Facebook Tells Barr It Won’t Open Up Encrypted Messages

WASHINGTON — Facebook executives told Attorney General William P. Barr on Monday that they would not open up the company’s encrypted messaging products to law enforcement, escalating a standoff with the government over privacy and policing.

In a letter from the company, the executives overseeing Facebook’s WhatsApp and Messenger, Will Cathcart and Stan Chudnovsky, wrote that creating a so-called backdoor into their services would make their users less safe.

“The ‘backdoor’ access you are demanding for law enforcement would be a gift to criminals, hackers and repressive regimes, creating a way for them to enter our systems and leaving every person on our platforms more vulnerable to real-life harm,” they said in the letter, which was obtained by The New York Times. “It is simply impossible to create such a backdoor for one purpose and not expect others to try and open it.”

Mr.
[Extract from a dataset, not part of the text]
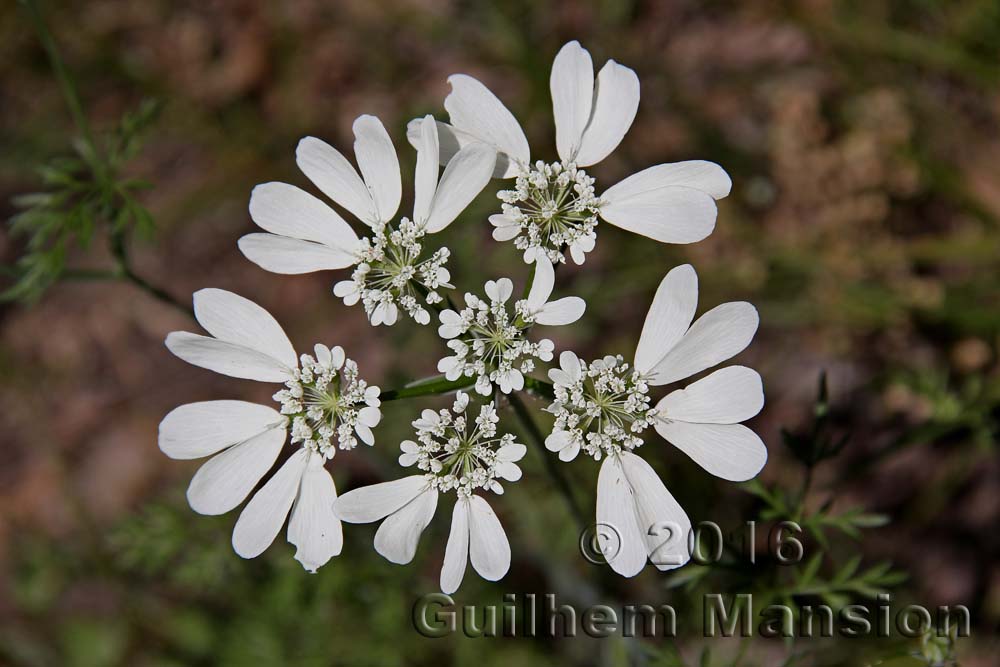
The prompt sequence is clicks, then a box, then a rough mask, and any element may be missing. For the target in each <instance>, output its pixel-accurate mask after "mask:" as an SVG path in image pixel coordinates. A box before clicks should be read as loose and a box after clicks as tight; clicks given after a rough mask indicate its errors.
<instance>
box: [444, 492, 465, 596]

Barr has said that Facebook’s moves toward end-to-end encryption, which shields the content of messages from everyone but the sender and recipient, makes it harder for law enforcement officers to track malicious behavior online. The technology makes it harder to investigate child predators and terrorists, he has said.

Mr. Barr, joined by his British and Australian counterparts, wrote an open letter to Facebook chief executive Mark Zuckerberg in October asking that he take steps to enable “law enforcement to obtain lawful access to content in a readable and usable format.” Companies, they said, “should not deliberately design their systems to preclude any form of access to content even for preventing or investigating the most serious crimes.”

Encrypting its messaging products is the central aspect of Facebook’s plan to rebrand itself as privacy-focused after being battered for years by revelations that it mishandled user data. But it has also put the company, which is already the subject of consumer privacy and antitrust investigations, on another collision course with governments around the world.

This is a developing story. It will be updated.